Isolare un virus, come suggerisce la parola, indica la capacità di “separarlo” dall’organismo da cui proviene. L’obiettivo è ottenerne grandi quantità in coltura e poterlo studiare in laboratorio.
L’isolamento viene effettuato a partire da un campione – ad esempio di sangue o saliva – prelevato da un paziente infetto. Attraverso una complessa e delicata procedura i ricercatori riescono a eliminare il materiale inutile contenuto nel campione, come le cellule del paziente o eventuali batteri, e a inoculare il virus in colture cellulari ad hoc, dove il virus può replicarsi (i virus infatti – a differenza dei batteri – necessitano delle cellule per riprodursi).

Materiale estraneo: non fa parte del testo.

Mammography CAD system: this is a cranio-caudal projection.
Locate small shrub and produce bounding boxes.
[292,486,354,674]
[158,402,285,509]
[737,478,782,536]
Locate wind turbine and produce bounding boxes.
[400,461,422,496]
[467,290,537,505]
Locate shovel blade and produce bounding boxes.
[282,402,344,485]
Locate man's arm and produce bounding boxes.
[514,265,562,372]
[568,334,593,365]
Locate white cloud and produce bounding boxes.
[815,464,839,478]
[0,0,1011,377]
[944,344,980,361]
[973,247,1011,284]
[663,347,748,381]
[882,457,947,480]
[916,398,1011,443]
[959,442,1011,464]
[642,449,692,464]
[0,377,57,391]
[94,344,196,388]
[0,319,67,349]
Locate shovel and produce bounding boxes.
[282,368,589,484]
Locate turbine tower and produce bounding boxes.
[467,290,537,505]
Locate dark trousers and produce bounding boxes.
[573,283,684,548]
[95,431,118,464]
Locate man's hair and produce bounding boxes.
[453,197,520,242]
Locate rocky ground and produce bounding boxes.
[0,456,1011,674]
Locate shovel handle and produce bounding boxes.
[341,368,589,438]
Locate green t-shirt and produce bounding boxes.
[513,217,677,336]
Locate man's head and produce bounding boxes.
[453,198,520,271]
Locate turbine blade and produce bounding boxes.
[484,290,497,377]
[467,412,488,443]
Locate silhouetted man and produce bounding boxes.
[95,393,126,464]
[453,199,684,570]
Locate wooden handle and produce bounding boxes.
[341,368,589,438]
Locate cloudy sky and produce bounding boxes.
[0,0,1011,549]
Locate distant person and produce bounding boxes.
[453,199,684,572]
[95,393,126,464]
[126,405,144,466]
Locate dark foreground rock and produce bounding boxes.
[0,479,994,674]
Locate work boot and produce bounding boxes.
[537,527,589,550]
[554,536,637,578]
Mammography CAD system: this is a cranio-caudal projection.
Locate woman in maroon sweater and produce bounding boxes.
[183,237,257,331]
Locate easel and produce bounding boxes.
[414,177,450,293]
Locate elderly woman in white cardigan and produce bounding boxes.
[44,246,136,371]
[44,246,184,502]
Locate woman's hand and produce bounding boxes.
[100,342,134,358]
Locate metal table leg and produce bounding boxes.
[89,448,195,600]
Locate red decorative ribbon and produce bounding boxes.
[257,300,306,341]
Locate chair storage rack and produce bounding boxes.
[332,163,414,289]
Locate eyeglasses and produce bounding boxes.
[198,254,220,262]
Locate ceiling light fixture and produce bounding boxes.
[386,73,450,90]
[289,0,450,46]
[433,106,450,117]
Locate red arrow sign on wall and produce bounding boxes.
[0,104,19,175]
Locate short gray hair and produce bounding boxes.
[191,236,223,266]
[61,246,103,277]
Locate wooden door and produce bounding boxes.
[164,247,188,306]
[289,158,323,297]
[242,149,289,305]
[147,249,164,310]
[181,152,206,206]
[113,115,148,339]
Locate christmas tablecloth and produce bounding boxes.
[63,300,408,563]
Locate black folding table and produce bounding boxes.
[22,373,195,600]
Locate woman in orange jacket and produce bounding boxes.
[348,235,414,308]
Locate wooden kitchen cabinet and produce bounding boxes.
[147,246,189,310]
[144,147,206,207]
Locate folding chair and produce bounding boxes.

L’isolamento del virus può essere più o meno facile a seconda della capacità infettiva del patogeno. “Il fatto che siamo riusciti a isolare SARS-CoV-2 così velocemente e in numerosi campioni è solo l’ulteriore evidenza che questo virus si trasmette in modo molto efficiente anche in vitro, oltre che in vivo”, afferma il professor Massimo Clementi, ordinario di Microbiologia e Virologia presso l’Università Vita-Salute San Raffaele. Il suo laboratorio vanta una lunga esperienza nello studio dei Coronavirus e nel 2003 ha isolato l’unico ceppo italiano della SARS.